A lot of non-filer families’ information is out there — it’s just in benefit agencies that do not communicate with the IRS, largely due to strict data privacy laws safeguarding tax information. But if those laws could be loosened slightly, or if benefit agencies could give families’ information to the IRS without receiving any information in return, then the IRS could send notices or register those families.

Senate Democratic aides said it’s a possibility they are exploring. In particular, they see potential to link CTC benefits to Supplemental Security Income benefits, whose recipients include low-income parents of children with disabilities. These benefits are sent out through the Social Security Administration but are only received by 1.7 percent of children. It’s not clear, however, that such a change would be able to pass into law and, even if it did, whether the IRS would be able to process all that new data.

“This is not a question of the IRS not having their heart or mind in the right place,” a Senate Democratic aide said. “It’s a question of capacity.”

The child tax credit expansion is new, so getting it to work perfectly will take time

Megan Curran, the director of policy at the Center on Poverty and Social Policy at Columbia University, said other countries have had child allowances on the books for decades, meaning they have had time to streamline the process: Sign-up comes at birth, with an annual renewal form in public schools. The US could do something similar, offering a sign-up form at the hospital at birth, same as Social Security.

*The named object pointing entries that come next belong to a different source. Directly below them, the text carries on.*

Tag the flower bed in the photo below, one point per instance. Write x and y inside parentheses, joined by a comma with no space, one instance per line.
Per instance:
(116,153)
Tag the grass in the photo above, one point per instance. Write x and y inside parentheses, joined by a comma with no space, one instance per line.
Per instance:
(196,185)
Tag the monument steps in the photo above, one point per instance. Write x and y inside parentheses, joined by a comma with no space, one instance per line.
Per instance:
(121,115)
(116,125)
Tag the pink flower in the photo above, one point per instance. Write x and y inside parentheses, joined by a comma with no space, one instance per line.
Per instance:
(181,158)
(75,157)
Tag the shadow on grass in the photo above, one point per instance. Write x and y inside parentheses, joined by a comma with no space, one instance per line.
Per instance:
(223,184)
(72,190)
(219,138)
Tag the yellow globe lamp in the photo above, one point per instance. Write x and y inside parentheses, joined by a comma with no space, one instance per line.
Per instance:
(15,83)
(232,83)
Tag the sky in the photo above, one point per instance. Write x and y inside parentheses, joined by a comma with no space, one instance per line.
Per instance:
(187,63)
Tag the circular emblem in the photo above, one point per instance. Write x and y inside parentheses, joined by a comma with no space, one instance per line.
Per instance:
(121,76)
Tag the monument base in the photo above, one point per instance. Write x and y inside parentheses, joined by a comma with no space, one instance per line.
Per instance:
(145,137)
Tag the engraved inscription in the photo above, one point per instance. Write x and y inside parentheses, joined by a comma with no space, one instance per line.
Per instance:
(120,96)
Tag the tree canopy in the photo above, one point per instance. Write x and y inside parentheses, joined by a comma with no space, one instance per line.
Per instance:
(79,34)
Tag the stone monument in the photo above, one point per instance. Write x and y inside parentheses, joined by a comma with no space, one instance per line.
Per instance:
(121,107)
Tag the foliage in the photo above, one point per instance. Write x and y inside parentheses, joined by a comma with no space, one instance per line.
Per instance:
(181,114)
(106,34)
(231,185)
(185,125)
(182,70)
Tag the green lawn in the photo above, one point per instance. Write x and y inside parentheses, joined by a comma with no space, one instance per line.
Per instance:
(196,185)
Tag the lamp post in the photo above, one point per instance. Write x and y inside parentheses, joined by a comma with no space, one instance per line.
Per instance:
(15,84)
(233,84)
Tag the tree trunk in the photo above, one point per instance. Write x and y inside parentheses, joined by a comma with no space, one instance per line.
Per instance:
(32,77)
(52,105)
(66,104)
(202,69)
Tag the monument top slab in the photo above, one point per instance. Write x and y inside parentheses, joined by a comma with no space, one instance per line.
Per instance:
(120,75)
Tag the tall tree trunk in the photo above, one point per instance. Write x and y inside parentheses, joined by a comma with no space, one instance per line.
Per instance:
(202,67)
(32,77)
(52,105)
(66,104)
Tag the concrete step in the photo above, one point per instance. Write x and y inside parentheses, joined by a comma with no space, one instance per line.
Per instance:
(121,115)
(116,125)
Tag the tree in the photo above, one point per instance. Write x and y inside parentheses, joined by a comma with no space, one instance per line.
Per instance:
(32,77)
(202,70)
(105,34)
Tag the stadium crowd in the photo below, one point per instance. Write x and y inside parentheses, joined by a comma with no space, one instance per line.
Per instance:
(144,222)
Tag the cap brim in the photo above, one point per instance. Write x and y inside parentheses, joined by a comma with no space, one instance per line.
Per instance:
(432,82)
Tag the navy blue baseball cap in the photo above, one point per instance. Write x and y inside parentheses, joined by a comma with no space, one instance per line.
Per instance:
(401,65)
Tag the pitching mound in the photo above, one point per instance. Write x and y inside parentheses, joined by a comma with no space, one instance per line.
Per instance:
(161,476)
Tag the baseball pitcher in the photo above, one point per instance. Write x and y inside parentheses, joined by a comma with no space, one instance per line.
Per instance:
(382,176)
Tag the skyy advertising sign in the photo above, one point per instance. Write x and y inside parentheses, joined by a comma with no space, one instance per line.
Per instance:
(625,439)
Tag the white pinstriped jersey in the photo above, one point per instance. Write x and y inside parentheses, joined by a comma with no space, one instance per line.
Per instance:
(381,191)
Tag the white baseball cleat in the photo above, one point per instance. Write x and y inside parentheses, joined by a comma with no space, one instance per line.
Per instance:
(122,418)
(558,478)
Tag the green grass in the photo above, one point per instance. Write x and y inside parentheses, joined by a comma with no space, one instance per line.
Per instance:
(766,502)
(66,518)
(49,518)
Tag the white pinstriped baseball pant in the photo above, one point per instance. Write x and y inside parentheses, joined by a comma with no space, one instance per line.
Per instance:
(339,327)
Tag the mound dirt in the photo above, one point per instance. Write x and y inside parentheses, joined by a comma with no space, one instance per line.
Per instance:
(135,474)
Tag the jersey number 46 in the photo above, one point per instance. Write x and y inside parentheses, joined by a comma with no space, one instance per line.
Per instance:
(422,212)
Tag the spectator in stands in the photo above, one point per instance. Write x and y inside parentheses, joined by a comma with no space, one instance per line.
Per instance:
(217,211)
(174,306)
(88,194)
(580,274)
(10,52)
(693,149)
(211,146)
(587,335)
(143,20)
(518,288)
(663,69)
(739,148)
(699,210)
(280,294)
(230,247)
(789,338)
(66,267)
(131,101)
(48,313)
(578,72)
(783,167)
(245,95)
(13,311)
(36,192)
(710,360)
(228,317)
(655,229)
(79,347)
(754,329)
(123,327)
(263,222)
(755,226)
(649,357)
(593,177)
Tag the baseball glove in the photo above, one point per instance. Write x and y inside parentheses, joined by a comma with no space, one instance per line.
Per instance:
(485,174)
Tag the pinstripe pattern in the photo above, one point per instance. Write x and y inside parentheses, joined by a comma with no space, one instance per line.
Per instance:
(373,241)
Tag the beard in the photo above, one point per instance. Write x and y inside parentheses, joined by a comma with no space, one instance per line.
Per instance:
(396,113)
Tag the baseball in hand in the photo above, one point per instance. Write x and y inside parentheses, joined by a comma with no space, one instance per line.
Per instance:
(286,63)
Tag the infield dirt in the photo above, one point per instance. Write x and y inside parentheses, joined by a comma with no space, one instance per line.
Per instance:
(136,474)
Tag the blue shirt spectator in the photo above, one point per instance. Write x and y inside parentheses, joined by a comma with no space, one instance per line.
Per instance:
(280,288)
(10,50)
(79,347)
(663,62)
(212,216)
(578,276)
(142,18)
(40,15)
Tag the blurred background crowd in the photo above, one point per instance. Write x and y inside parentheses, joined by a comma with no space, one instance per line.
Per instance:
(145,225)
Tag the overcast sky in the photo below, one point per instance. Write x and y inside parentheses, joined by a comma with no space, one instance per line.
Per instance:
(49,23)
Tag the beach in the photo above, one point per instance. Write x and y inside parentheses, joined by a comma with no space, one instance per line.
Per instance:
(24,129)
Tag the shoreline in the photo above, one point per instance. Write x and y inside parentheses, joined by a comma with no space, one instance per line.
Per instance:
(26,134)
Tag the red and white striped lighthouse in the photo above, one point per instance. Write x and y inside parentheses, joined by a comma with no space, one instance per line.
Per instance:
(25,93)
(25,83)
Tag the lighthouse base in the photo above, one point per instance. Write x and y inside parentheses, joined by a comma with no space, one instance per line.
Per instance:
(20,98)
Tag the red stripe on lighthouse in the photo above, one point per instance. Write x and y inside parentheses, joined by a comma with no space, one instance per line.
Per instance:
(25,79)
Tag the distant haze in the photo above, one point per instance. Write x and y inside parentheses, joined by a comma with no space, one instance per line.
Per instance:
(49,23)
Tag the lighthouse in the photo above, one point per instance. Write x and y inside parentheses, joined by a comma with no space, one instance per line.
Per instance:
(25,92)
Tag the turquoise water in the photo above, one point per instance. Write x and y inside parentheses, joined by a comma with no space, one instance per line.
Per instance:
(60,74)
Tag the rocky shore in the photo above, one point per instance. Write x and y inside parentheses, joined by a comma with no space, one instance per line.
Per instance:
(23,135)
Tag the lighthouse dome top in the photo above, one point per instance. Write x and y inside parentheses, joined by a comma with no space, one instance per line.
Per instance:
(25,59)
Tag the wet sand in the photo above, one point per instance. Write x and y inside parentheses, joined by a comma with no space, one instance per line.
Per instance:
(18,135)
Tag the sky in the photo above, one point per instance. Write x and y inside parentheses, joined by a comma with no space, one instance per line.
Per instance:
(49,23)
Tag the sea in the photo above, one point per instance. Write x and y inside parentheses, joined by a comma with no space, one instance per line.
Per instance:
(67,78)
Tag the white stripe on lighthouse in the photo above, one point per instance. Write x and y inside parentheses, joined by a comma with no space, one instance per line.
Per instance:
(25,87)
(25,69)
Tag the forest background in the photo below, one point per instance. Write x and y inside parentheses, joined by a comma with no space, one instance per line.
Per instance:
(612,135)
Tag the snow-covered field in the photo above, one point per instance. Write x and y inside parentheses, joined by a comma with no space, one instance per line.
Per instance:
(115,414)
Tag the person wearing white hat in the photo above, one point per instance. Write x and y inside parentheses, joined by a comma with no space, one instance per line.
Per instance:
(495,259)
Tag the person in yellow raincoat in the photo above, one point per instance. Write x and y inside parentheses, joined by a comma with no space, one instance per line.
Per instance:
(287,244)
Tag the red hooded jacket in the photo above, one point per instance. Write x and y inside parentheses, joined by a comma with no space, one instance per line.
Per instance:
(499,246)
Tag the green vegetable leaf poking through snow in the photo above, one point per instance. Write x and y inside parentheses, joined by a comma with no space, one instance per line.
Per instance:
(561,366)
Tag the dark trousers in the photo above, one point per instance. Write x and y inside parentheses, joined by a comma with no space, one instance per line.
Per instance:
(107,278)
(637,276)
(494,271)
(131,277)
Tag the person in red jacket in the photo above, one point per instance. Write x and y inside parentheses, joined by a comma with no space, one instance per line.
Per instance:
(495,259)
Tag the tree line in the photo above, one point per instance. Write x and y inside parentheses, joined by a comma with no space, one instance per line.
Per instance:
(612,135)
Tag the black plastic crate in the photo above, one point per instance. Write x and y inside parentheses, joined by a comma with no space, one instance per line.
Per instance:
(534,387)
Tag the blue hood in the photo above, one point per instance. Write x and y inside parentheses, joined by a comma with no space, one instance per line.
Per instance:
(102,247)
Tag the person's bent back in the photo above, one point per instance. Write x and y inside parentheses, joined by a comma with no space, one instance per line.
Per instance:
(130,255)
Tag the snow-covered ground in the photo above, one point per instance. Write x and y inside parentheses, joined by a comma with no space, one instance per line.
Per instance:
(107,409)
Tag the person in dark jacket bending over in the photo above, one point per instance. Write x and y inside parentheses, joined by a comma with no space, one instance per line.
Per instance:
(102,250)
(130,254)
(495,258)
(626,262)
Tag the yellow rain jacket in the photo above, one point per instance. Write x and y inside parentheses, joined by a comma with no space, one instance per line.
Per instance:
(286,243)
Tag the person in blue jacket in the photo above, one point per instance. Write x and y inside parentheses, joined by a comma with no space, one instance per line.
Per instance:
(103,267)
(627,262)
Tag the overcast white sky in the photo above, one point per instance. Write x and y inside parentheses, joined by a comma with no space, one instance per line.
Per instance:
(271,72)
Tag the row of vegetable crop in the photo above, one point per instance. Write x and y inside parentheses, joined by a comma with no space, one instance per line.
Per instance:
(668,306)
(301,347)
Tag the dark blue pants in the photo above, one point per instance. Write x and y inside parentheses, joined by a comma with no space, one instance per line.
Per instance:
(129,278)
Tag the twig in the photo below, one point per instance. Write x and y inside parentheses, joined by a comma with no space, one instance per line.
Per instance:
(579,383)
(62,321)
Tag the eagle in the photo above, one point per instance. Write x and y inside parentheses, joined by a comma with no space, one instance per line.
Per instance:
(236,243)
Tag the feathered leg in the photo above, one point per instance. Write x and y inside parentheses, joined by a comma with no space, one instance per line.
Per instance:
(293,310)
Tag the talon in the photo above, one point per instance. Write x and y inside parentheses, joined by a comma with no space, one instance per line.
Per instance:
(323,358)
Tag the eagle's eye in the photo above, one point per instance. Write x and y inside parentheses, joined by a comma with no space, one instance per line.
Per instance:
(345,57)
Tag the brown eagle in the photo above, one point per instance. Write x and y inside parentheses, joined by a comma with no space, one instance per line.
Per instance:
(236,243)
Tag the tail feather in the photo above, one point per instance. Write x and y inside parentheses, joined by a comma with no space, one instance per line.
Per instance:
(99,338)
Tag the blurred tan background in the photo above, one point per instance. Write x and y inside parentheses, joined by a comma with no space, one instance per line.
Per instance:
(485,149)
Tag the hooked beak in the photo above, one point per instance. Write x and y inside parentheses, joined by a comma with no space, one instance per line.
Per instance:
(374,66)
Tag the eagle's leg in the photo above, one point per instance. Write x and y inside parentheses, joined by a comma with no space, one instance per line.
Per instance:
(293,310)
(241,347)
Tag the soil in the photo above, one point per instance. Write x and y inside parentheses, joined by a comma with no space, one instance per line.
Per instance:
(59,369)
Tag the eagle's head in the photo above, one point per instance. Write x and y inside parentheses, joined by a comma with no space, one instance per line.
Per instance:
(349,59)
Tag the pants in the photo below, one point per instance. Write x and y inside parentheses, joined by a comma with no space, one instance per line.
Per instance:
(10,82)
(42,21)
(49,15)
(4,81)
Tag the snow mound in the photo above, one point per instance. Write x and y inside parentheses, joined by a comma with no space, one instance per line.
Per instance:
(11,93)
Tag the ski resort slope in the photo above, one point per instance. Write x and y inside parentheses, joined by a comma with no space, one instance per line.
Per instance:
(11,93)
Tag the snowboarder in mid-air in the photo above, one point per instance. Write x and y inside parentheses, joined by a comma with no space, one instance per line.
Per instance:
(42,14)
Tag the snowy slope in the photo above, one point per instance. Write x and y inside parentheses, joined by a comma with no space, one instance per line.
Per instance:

Such a process might also pave the way for making the assistance an allowance rather than a tax credit, through the Social Security Administration — something many experts believe would make distributing funds easier.

“When you look at other countries, they have really easy-to-use websites,” Curran said. “They have different access points, they’re in the communities face to face. Obviously, through the tax system, it’s harder.”

In the absence of a complete restructuring, experts say that for any future benefits, the top factor in increasing participation is just time.

Elaine Maag, an income support program researcher at the Tax Policy Center, said research from the earned income tax credit shows that participation rates take off in a neighborhood when just one family familiar with the EITC moves into that neighborhood and begins talking about it.

“If I’m living in an apartment building with many families with children, and they start talking about this child tax credit and how they just received a payment, I would expect more families to wonder if they might be eligible for this payment as well,” Maag said.

Time may improve the child tax credit program if it is renewed, but in the meantime, non-filer families — and the IRS — will have to overcome challenges baked into the tax system, and the accessibility issues that come with them.